Der Bau der S-Bahn hatte für den kleinen Bahnhof Aathal massive Auswirkungen. So brauchte es auf der Strecke zwischen Uster und Wetzikon eine «Doppelspurinsel», damit die im Takt fahrenden Züge kreuzen konnten. Und diese letztlich fast 19 Millionen Franken teure «Insel» sollte bei der Station Aathal entstehen. Die begradigte Strecke sollte mehr zum Südhang verschoben werden. Als am 14. Mai 1990 die ersten Züge auf der neuen Strecke fahrplanmässig fuhren, passierten diese nicht nur eine moderne Haltestelle, sondern auch noch einen 265 Meter langen Eisenbahntunnel, der neu erstellt worden war.

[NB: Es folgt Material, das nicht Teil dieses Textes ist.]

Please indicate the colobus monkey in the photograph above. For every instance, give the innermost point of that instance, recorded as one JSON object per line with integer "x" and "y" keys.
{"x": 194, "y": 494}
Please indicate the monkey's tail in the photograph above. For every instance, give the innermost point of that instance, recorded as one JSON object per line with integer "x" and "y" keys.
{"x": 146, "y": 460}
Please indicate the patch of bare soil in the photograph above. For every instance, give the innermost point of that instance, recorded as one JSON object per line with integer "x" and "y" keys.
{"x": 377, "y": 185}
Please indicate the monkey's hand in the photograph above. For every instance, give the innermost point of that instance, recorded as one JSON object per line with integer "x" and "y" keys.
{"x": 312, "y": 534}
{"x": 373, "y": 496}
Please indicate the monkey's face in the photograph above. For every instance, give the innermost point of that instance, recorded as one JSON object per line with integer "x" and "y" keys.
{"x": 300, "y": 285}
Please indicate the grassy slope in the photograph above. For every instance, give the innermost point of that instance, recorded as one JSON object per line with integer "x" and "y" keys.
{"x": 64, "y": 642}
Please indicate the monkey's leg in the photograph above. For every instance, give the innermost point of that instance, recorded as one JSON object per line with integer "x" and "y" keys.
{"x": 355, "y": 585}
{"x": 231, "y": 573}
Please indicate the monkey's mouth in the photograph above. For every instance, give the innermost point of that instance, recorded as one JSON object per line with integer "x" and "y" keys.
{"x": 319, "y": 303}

Der alte Bahnhof Aathal wird 1992 um 80 Meter verschoben.
Der alte Bahnhof Aathal wird 1992 auf Schienen gesetzt und um 80 Meter verschoben.

Mit der begradigten Strecke gab es auch eine Strassenüberführung über die neue Bahnstrecke. Damit konnte der alte Bahnübergang aufgehoben werden, viele Industriegleise und sieben der acht Weichen wurden abgebaut. Und der alte Bahnhof aus dem Jahr 1883 – die ältesten Teile gehen sogar auf 1863 zurück – stand plötzlich ohne Gleise da.   

alter Bahnhof Aathal am alten Standort vor der Verschiebung, Gemeinde Seegräben; im Bild Bahnhof ohne Gleis 1992
Noch am alten Standort, aber ohne Gleise: der frühere Bahnhof Aathal, der aus dem 19. Jahrhundert stammt. Diese Aufnahme entstand im Jahr 1922.

Um mehr Platz vor dem neuen Lagerhaus zu erhalten, verschob die Spinnerei Streiff AG 1992 das alte, unter Schutz stehende Bahnhofgebäude. Dieses wurde kurzerhand selbst auf Schienen gesetzt und mit Hydraulikpressen 80 Meter talabwärts verschoben. In das renovierte Gebäude zog die Post ein.

alter Bahnhof Aathal am alten Standort vor der Verschiebung, Gemeinde Seegräben; im Bild Aufnahme von 1990
Kurz vor der Stilllegung der alten Strecke fährt 1990 ein Zug am Bahnhof Aathal ein.

Wieder aufgebaut wurden auch der einstige Güterschuppen und das mechanische Stellwerk mit den beiden Läutwerken von 1912. Die Stellwerkausstattung ist von besonderem technikgeschichtlichem Zeugniswert. Einerseits ist im kleinen Gebäude in Eisenkonstruktion ein mechanisches Werk von 1912 untergebracht, andererseits ein «moderneres» aus den 1950er/1960er Jahren.